God grant me the serenity to accept the things I cannot change, courage to change the things I can, and the patience not to strangle my mother-in-law, chop her into little pieces, and dump them down a sewer.
“Actually, Mimi, thumb-sucking’s okay.”

“Excuse me? That can’t be right. She’ll ruin her teeth!”

“That’s an old wives’ tale,” Becky said, feeling guilty for enjoying the way Mimi flinched at the word
old.

Mimi’s lips pursed. “If you’re sure,” she finally said.

“Yes, I’m positive,” Becky said, holding out her arms. “Let me change her.”

Becky carried Ava upstairs. Her diaper was dry, but she figured that one more minute of Mimi would cause her to do something she didn’t want her daughter to see.

She refastened Ava’s onesie, sank onto the rocker, and pulled up her shirt. Ava latched on eagerly. It had been less than an hour since she’d last eaten, but she seemed ravenous. Or maybe she just wanted some soothing. Mimi could put anyone on edge; why would a newborn be exempt?

Becky closed her eyes, rocking slowly, drifting into a doze as her baby nursed in her arms.

“Are you nursing?”

Becky lurched forward, jerked out of her nap. Ava’s eyes opened wide. She pulled away from the breast and started to cry.

“We were,” Becky said pointedly, pulling her shirt down, patting Ava’s back until she belched.

“Oh, excuse YOU!” Mimi said.

Becky wiped the baby’s pursed pink lips with the corner of a receiving blanket and snuggled Ava against her.
It’s the best feeling in the world,
her own mother had said the first time she’d held Ava. Becky hadn’t believed her then—she’d been so scared of hurting the baby, who seemed like such a fragile, floppy thing that she’d start sweating before every diaper change. But now that Ava was holding her head up better, looking around and noticing things, now that she’d gotten over her baby acne, Becky loved to hold her. Ava’s skin was soft and sweet-smelling, her long-lashed gray-blue eyes and full pink lips the most beautiful things she’d ever seen. She could spend hours kissing the back of Ava’s neck or nuzzling her head, still completely bald, the skin so pale that she could trace the veins that ran beneath it.

“We’re going to take a little nap,” Becky told Mimi. Without waiting for a response, she settled the baby into her crib and went to the bedroom, where she slipped off her shoes, pulled down the shades, and gazed at the skylight she and Andrew had installed during the halcyon days before Mimi had moved to town. She called Andrew’s office, then his cell phone, and when he didn’t answer either one, she did the thing she’d long resisted, the thing she despised Mimi for doing with such regularity. She paged him.
Yes, please, could you ask him to call home? No, no, not an emergency. It’s just his wife.
Thirty seconds later, the phone was ringing. Becky lunged for it. She was fast, but Mimi was faster.
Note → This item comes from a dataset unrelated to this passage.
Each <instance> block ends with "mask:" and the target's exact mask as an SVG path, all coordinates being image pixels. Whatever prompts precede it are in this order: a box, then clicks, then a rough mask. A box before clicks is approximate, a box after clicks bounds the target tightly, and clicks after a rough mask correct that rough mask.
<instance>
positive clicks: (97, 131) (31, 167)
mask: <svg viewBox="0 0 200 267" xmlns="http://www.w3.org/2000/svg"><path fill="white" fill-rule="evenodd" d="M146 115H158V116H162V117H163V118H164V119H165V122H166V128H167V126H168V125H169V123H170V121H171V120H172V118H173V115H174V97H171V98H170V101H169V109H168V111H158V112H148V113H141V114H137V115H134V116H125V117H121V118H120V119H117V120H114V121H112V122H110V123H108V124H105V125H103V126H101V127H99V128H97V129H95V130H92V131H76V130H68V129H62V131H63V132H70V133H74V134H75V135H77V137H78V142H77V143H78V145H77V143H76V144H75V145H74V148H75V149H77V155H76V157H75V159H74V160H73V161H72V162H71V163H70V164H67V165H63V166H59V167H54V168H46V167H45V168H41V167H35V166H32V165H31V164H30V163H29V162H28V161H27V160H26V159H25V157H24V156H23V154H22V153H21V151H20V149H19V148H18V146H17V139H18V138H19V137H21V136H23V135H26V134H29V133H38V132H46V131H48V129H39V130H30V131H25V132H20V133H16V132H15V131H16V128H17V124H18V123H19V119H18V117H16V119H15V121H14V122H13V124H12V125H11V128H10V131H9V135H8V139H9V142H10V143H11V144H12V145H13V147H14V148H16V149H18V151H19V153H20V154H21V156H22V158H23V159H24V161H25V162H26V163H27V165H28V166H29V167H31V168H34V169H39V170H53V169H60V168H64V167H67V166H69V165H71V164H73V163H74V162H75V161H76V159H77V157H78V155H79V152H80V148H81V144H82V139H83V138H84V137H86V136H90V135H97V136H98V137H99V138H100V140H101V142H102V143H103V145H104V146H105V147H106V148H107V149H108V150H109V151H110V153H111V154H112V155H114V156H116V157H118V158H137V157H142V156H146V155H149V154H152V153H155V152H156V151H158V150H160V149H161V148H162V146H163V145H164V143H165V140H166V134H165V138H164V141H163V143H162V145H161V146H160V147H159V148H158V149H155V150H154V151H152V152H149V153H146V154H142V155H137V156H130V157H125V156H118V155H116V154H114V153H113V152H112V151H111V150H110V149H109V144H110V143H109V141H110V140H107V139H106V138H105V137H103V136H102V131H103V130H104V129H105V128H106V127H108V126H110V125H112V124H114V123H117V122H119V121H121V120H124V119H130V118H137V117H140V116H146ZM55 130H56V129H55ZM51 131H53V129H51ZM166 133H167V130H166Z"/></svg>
“Andrew! What a nice surprise!”

“Hi, Mom. Is Becky there?”

“I imagine,” Mimi purred. “But don’t you have a minute to talk to your old mom?”

Becky hung up the phone and balled her hands into fists.
God grant me the serenity to accept the things I cannot change…
Ten minutes later, Mimi was screaming up the stairs. “BeckEEEE! My son wants to talk to you!”

The baby started crying. “Tell him I’ll call him back,” Becky called, and went into Ava’s room, where she spent ten minutes easing the baby back into sleep. When she called Andrew’s cell phone again, he picked it up.